A modest price allows going much broader, to approach a part of the market that was an inaccessible terra incognita due to prohibitive pricing. And it’s an organic, sustainable, and fair win-win scenario for both service provider and customer. And no, fair pricing is not ruinous, thanks for asking. There is still a stable margin, that allows us to live and invest in further development and expansion. And it’s no Predatory pricing either, because it’s sustainable in the long run.
That efficient architecture — what’s really different?
SeekStorm’s efficient technology supports 200-fold concurrency compared to the benchmarked open-source solutions. This is the equivalent of 200x more users per server. Another way to look at it is, that SeekStorm requires just one server, where you would need a whole datacenter with 200 servers to achieve the same performance (concurrency & latency) with the benchmarked open-source software, either for running your own on-premises search or for operating a search-as-a-services as a provider, which could possibly explain those high market prices.
Because SeekStorm utilizes the infrastructure more efficiently, we can pass on the lower operational cost and give you more performance and more generous contingents (docs, queries) at a lower price. Additionally, the user benefits with every single query from the 20x lower latency.
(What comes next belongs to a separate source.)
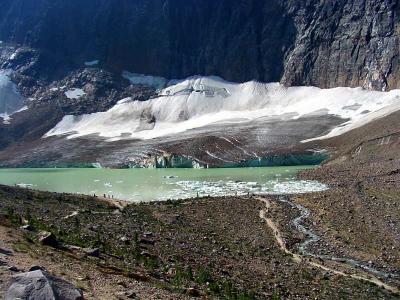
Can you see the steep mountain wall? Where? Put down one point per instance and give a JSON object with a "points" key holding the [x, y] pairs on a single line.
{"points": [[324, 43]]}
The 200x better efficiency on the same hardware enables SeekStorm to offer 20x better latency AND e.g. 20x more queries per dollar to our customers AND at the same time to be 10x more profitable as a company, compared to a search stack based on the benchmarked open-source software.
That’s why sometimes it’s worth to invest in technology research, even if it looks like reinventing the wheel at the first glance, with all those seemingly free open-source search libraries available.
Highly integrated approach
To achieve the best scalability and performance while keeping operational costs (and prices) at a minimum, we had to build everything from scratch: database, search server, crawler. Only by getting full control of every byte processed, transferred, and stored, we were able to strictly optimize for search, performance, and efficiency, getting rid of boundaries between different packages and jettisoning unnecessary ballast. Because SeekStorm utilizes the infrastructure more efficiently, we can pass on the lower operational cost and give you more performance at a lower price.
Novel Log-structured merge-tree database
To achieve low latency under high concurrent load, for billions of documents, in a multi-tenant architecture, we had to rethink search-specific database architecture and take the Log-structured merge-tree (LSM-tree) to the next level. We built a resilient, reliable, and highly parallelized architecture with uniform term-partitioning, n-fold double buffering, zero-copy, lock-free synchronization, thread-per-core architecture optimized for high throughput, short average- and tail-latencies for high-concurrency and web-scale scenarios.
Remote-first: Because there is more than just technology
Long before the whole COVID thing, we decided to stay lean this time. In my previous companies there was always a big office involved, and so were substantial costs. Today with WhatsApp and Zoom you don’t need a conference room anymore. With your potential customers around the globe, do offices in different towns brings you really closer to them? Isn’t it more about how well you understand them and how fast you react, than how close you are geographical? Remote-first isn’t just about saving office costs. It is enabling so much flexibility time-wise. Also, sourcing employees around the globe, determined by their skills only, and not where they live.
For us, what’s changed with COVID, is not the way we work, but the general acceptance of our remote-first approach.